Data Papers in the Network Era

MacKenzie Smith

MacKenzie Smith, Director of Research at the MIT Libraries, made a good case for the creation and publication of “data papers”, a formal publication whose primary purpose is to expose and describe data, as opposed to analyzing it and drawing conclusions from it.  Data sharing is important because:

  • Many institutions and granting organizations, such as NIH and NSF, are now requiring researchers to share their data. They require that a mandatory “data management plan” be part of every grant application.
  • The underlying desire of researchers is to make their results reproducible. Most of them do not object to sharing their data, but it is difficult and labor-intensive. Some of researchers’ concerns are: losing control over their data, confidentiality, privacy, and intellectual property rights.  Lack of credit for sharing data and a lack of an infrastructure stops researchers from investing the effort to share their data.

In this context, “Data” means the scientific data underlying research. One key property of this type of data is that it would be prohibitively expensive or difficult to reproduce, as with time-based sampling for example. The data can be very costly to collect in the first place. Data can be in many forms, and may exist in a proprietary format from a specific instrument. It cannot be neatly packaged like a book, and the distinction between data and software is becoming quite blurred.

Interpreting the data must be part of the current research workflow. Reusable data is structured, versioned, and documented; formatted for long-term access; archived; findable and citable; and either legally unrestricted or with a clear usage policy.  A “Data Paper” is one way to help overcome these limitations. Data papers are like regular journal articles, but they describe the data itself. Recent forms of data papers support downloads from the web. NISO is developing a standard for supplemental data in journal articles.

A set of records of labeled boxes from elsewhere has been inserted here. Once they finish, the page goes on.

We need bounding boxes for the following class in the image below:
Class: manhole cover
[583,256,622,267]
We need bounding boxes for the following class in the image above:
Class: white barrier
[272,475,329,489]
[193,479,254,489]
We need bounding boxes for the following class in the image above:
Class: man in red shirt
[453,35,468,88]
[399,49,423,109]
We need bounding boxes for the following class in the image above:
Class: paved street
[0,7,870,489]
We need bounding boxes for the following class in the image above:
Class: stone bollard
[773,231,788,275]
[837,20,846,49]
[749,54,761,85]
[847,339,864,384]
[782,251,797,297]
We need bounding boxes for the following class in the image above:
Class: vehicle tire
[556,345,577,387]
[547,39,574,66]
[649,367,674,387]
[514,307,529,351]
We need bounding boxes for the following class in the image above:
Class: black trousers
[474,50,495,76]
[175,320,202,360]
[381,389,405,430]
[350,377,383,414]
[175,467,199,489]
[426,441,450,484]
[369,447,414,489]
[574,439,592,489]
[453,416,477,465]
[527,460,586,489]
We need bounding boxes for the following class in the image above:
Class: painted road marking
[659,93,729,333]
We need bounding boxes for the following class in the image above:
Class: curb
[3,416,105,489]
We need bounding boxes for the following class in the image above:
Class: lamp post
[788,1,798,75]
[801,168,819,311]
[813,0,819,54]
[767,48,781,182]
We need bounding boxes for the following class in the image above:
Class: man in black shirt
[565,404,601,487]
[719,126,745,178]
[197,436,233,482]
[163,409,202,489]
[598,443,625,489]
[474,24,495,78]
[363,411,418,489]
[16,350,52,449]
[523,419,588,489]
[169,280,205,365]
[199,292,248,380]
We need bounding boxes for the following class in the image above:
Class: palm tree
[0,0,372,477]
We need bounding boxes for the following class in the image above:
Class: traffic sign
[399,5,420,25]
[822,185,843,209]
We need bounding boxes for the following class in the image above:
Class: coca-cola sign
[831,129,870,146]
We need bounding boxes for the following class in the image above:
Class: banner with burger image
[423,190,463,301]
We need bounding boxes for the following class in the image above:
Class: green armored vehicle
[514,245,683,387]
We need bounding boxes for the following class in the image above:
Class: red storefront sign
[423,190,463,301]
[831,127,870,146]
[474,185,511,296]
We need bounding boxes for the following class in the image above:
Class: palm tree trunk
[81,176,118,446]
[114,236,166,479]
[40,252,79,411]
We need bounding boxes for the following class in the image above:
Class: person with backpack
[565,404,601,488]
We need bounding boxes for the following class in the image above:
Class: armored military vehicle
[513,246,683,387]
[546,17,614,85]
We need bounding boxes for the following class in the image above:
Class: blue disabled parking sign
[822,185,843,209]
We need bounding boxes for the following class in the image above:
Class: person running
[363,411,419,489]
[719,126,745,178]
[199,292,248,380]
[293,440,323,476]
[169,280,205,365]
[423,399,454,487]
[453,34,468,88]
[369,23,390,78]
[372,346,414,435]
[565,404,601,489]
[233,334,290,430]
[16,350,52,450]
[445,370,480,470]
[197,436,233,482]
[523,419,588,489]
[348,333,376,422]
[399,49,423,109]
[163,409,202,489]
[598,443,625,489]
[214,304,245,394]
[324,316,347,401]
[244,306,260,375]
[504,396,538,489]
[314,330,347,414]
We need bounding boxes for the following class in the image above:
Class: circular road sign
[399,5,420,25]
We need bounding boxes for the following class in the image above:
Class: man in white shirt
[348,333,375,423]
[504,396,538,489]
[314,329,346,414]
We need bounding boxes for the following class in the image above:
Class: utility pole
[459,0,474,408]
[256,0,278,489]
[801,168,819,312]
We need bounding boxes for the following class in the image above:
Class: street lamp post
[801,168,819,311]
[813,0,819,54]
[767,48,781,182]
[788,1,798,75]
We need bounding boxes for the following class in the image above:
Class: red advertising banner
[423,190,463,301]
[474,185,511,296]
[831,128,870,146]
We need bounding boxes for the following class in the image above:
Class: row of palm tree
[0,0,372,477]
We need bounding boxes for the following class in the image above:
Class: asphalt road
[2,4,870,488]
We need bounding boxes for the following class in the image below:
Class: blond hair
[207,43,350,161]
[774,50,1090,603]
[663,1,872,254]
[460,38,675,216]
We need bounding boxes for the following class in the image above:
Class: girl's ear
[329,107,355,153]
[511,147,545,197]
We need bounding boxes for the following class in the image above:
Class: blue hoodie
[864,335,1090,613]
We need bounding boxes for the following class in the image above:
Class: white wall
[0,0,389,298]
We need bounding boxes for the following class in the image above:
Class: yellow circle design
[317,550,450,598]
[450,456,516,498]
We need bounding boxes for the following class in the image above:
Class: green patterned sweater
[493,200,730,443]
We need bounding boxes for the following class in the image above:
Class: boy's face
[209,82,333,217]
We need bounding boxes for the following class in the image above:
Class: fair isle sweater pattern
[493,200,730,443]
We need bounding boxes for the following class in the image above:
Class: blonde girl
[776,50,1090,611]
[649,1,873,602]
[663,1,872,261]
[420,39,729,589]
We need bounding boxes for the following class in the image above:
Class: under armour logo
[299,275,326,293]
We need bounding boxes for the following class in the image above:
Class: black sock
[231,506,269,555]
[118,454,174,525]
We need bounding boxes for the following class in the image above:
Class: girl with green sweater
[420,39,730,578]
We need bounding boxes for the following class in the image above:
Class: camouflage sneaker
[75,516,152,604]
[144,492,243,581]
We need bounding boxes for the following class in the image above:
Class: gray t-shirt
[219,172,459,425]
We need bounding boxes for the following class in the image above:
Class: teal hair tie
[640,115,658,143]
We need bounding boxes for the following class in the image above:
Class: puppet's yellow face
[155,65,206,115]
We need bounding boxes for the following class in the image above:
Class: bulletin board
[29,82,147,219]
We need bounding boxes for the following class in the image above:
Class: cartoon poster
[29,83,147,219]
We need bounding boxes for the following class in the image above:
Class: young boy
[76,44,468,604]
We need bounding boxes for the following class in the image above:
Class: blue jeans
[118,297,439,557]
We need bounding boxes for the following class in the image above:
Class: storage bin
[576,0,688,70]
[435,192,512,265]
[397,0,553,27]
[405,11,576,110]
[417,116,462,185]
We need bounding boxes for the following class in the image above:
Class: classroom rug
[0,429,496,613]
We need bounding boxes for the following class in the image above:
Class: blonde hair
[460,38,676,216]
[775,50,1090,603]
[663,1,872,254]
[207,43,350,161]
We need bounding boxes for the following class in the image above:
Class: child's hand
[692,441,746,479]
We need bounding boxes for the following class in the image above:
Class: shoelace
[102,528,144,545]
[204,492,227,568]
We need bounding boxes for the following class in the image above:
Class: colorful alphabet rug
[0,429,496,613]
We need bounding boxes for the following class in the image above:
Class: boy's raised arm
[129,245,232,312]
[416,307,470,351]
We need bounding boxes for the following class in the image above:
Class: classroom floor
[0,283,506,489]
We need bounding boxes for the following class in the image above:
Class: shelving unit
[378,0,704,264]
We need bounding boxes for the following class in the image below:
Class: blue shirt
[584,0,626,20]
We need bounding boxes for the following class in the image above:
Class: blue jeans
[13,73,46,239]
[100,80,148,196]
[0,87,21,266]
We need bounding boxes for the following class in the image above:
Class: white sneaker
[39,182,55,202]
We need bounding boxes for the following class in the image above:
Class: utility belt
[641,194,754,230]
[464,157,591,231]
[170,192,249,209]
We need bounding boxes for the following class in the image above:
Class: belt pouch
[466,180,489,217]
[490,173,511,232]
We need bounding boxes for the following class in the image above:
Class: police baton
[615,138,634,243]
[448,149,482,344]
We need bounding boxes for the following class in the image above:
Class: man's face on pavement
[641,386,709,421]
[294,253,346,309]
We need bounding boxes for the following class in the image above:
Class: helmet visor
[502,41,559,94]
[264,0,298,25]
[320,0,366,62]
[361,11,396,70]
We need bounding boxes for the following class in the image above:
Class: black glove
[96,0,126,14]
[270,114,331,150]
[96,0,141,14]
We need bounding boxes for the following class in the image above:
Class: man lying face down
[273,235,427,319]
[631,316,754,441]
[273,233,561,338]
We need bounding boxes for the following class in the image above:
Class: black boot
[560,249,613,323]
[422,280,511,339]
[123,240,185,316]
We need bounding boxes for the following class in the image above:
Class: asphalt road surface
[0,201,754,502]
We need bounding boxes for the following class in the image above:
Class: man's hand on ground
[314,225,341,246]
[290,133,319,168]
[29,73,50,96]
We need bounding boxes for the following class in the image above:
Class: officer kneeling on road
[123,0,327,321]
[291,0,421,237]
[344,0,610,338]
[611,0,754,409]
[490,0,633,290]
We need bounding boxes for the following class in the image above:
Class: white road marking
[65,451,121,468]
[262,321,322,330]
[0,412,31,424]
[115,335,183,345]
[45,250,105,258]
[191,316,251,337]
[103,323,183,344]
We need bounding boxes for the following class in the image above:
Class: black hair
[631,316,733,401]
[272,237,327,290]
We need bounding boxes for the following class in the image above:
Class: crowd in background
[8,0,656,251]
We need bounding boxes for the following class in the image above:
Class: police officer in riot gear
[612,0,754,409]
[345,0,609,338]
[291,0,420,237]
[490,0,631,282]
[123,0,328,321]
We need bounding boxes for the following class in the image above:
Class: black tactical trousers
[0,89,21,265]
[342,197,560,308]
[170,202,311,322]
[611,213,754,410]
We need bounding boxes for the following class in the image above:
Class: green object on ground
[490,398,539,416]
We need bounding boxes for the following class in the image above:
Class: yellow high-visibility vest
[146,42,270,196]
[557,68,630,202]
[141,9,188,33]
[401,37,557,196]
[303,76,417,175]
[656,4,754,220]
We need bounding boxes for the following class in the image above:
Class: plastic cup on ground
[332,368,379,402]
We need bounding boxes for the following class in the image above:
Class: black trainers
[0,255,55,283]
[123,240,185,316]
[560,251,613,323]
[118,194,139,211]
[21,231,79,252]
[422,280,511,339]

A data publishing infrastructure must be web-based, so to achieve interoperability, we must look at linked data. The web requires identifiers, called URIs. But we need more types of identifiers for data papers, some of which have been proposed by ORCID, I2 (Institutional Identifiers), DataCite, and CrossRef. We need identifiers for people, institutions, and datasets and their subsets.

Another aspect of the data publishing infrastructure is visualization. Data browsers will be the key to success of data papers; Web browsers are not able to support linked data. The Exhibit browser, developed at MIT, is one example of a data browser. All data can be converted into linked data and viewable by a data browser. Ontologies are necessary and are not always available. We need a registry of ontologies or schemas.

Who will do all this work to allow formal data publication on the web? Many players are involved; researchers are at the center as they always are, and their role will not change. They will need to be tapped for many of the peer review and validation functions.

Players in data publication

Publishers (and societies) can produce data journals and acquire data deposits to support the data papers. They can organize peer review and quality control as they always have, recognizing that data has a very different intellectual framework than an article (it cannot be copyrighted, for example). New mechanisms for a sustainable business model will therefore need to be developed.

Libraries are exploring data curation and ontology creation. These are excellent roles for libraries. Some organizations require libraries to sign off on any grant application to see if it has a good data management plan.

We need technology companies to provide the tools for managing the data and developing uses for it.